Do you struggle with a chronic health issue and/or chronic pain? Do you feel hopeless that you can ever shift it? Would you like to go deeper into what your body might be trying to communicate?

“Healing severe or chronic pain, I believe, includes transforming our relationship to the pain, and, ultimately, it is about transforming our relationship to who we are and to life.”—Sarah Anne Shockley

Let’s be honest for a minute. Having a chronic health condition and/or chronic pain sucks. There are no two ways about it. This blog post isn’t intended to diminish in any way how debilitating and devastating having a chronic condition can be. Instead, I hope to provide another possibility for how to relate to the situation and to your body. In my experience, long-term health issues arise when something is out of balance physically, emotionally, and/or spiritually. While focusing on treating the symptoms is one choice, I believe that exploring what our bodies and psyches are trying to communicate is ultimately more effective.

The following are 4 tips for beginning to explore your chronic condition.

  1. Acknowledge the pain and anger

The first step is allowing space for the emotions and thoughts that arise when you think about your situation. Have a venting session with yourself. Say or write everything that you are thinking and feeling. For example: “This sucks!” “It’s so unfair” “This isn’t how things were meant to be” “Why me?” “What did I do to deserve this?” “Nobody cares” “I must be a terrible person for this to happen to me” and so on. You can also write a list of emotions that are coming up for you. Rage, hopelessness, grief – whatever it may be. To the extent possible, allow it to be OK to have these emotions.

  1. Accepting what is

Common cultural wisdom has it that the only way to overcome a condition is to go to war with it and come out the winner. Anything else is seen as giving up. While this can be a helpful approach for accessing the hope and inner resources necessary to healing, resisting what is may cause an inner split between our reality and how we want things to be. Acceptance is not the same as resignation. It means shifting from a small contracted place of fear to one where there is space for everything to be as it is. Including the parts that are resisting your current situation (which is what we did above).

Having listed your thoughts and beliefs about the situation, I invite you to write or say a statement that both acknowledges the above, and makes room for a little bit of acceptance. For example: “Even though I have this condition and I HATE it, and I’m fighting it tooth and nail (because who wants this!), I’m open to accepting that this is my situation for now.”

  1. Moving towards the body

Chronic conditions often (though definitely not always) arise when there is already some disconnect from our bodies. For example, in order to survive we learned to rely on our minds and be in control as much as possible. This usually means not trusting the body and its emotions, which can seem messy and unpredictable. Or we learned to be ashamed of our bodies. Experiences of trauma and coping strategies of disassociation also create a rift with our bodies.  When we have a chronic condition – which is often our body’s way of screaming for our attention – we move further away because being in our bodies feels so unbearable.
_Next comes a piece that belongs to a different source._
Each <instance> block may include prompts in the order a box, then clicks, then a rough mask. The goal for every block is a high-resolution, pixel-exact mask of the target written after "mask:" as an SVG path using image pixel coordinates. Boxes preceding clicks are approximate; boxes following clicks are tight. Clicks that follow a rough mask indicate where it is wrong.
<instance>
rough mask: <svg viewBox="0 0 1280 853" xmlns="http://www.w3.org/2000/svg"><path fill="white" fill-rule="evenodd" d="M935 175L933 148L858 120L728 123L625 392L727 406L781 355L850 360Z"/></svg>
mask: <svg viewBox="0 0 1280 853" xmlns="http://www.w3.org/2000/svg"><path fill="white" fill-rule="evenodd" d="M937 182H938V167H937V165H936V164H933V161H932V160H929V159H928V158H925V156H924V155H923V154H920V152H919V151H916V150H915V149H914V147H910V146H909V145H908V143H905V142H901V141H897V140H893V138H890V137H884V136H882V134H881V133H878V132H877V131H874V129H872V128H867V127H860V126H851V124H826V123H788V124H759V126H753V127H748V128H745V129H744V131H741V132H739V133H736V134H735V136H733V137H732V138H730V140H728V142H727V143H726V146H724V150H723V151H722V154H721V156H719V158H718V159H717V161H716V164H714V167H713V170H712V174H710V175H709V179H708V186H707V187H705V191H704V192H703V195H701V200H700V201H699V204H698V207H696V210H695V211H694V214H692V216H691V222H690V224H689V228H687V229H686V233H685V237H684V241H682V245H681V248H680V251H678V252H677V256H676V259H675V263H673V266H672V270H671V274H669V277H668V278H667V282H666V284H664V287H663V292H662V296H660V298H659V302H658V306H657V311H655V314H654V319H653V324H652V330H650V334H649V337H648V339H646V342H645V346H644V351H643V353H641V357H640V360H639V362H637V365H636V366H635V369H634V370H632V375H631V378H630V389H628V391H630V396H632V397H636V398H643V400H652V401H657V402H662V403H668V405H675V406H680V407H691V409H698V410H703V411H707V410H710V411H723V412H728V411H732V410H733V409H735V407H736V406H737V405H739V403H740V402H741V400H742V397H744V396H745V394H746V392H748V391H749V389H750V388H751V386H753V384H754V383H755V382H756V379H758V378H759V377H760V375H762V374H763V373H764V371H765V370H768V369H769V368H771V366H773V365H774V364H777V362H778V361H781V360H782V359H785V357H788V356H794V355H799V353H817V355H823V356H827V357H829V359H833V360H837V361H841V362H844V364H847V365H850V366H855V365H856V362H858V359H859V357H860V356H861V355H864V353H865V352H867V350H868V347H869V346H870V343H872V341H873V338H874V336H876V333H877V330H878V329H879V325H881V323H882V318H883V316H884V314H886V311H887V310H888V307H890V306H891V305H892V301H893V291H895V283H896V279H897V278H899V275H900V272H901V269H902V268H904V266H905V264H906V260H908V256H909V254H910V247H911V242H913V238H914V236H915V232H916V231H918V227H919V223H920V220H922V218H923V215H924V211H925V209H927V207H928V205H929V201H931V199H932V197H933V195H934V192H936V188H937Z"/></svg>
Part of the healing process is to slowly learn to move towards the body, and begin a process of reconciliation.  If this is physically possible, I recommend gently squeezing your body from head to toe. Take deep breaths as you go, and if it works for you perhaps say hi to each body part you are touching. This doesn’t need to take longer than 2-3 minutes (although you can always take more time if you wish). I suggest spending a bit more time on your feet. If touching your body is painful or not possible, I invite bringing your attention to each body part (from head to toe), and breathing into each one. Do this every day, ideally once in the morning and once in the evening, for a month.

  1. Listening

Once you start having a bit more of a connection with your body, you may want to explore what your body is trying to communicate with you. Close your eyes, and bring to mind the chronic health issue you are struggling with. Notice any area of your body that feels painful, achy, contracted or uncomfortable. To the extent possible, take nice gentle breaths into the area. Allow yourself to get a little closer to the sensations then you might usually. Ask yourself, if there was an emotion associated with this health issue and/or pain, what emotion might it be? If nothing comes up, that’s absolutely time. Ask your body if it has a message or a request from you. See if you can receive the responses with gentleness. I recommend checking in with your body in this way at least once a week.